Ultimately, the digital future of TDM – as confirmed by these industry leaders – is about precision with a purpose. It’s a chance for diagnostics to become an active, integrated partner in care. This transformation offers leaders a clear competitive advantage with measurable returns, but the real win is the ability to fundamentally elevate the human experience of medicine by making personalised safety the core standard for everyone.

References

[1] Mizuno, T., Vinks, A.A., Fukuda, T., Rosenheck, R., Wetterland, L., de Leon, J., Hartman, S., Arnold, L.M. and Patino, L.R. (2022) ‘Clinical implementation of pharmacogenetics and model-informed precision dosing to improve patient care’, British Journal of Clinical Pharmacology, 88(4), pp. 1418–1426.
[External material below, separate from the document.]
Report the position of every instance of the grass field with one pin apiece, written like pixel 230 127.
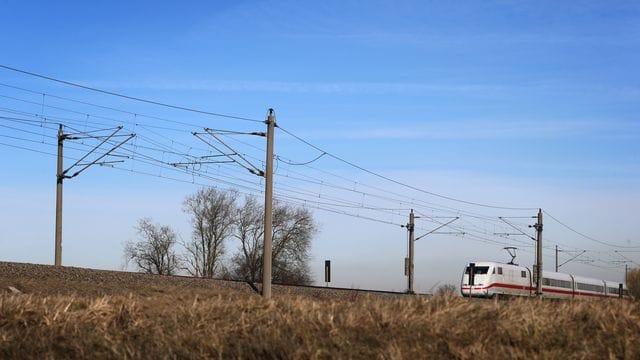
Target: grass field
pixel 178 322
[2] Moes, D.J. (2025) ‘Model Informed (precision) dosing of biologics in (hemato)oncology: challenges and opportunities?’, 23rd International Association of Therapeutic Drug Monitoring and Clinical Toxicology (IATDMCT) Conference. Grand Copthorne Waterfront Hotel, Singapore, 21–24 September.

[3] Mizuno, T. (2025) ‘Leveraging machine learning and decision support dashboard to facilitate precision dosing in pediatric patient care’, 23rd International Association of Therapeutic Drug Monitoring and Clinical Toxicology (IATDMCT) Conference. Grand Copthorne Waterfront Hotel, Singapore, 21–24 September.

[4] Colman, R.J., Xiong, Y., Mizuno, T., Xie, C., Vinks, A.A., Hyams, J.S., Denson, L.A. and Minar, P. (2023) ‘Model-informed Precision Dosing for Biologics Is Now Available at the Bedside: A Roadmap for Strategies and Considerations for Real-world Implementation’, Inflammatory Bowel Diseases, 29(1), pp. 119–127. doi: 10.1093/ibd/izac063.

[5] Maier, C., Hartung, N., Kloft, C., Huisinga, W. and Henrich, W. (2021) ‘A continued learning approach for model-informed precision dosing: updating models in clinical practice’, CPT: Pharmacometrics & Systems Pharmacology, 10(4), pp. 311–321.

[6] Yamada, T. (2025) ‘Real-World Big Data Insights for Advancing Therapeutic Drug Monitoring and Clinical Toxicology’, 23rd International Association of Therapeutic Drug Monitoring and Clinical Toxicology (IATDMCT) Conference. Grand Copthorne Waterfront Hotel, Singapore, 21–24 September.

[7] Pai Mangalore, R., Peel, T.N., Udy, A.A. and Peleg, A.Y. (2023) ‘The clinical application of beta-lactam antibiotic therapeutic drug monitoring in the critical care setting’, Journal of Antimicrobial Chemotherapy, 78(10), pp. 2395–2405. Available at: https://doi.org/10.1093/jac/dkad223 (Accessed: January 26, 2026).

[8] Legg, A. (2025) ‘TDM research in the digital age?’, 23rd International Association of Therapeutic Drug Monitoring and Clinical Toxicology (IATDMCT) Conference. Grand Copthorne Waterfront Hotel, Singapore, 21–24 September.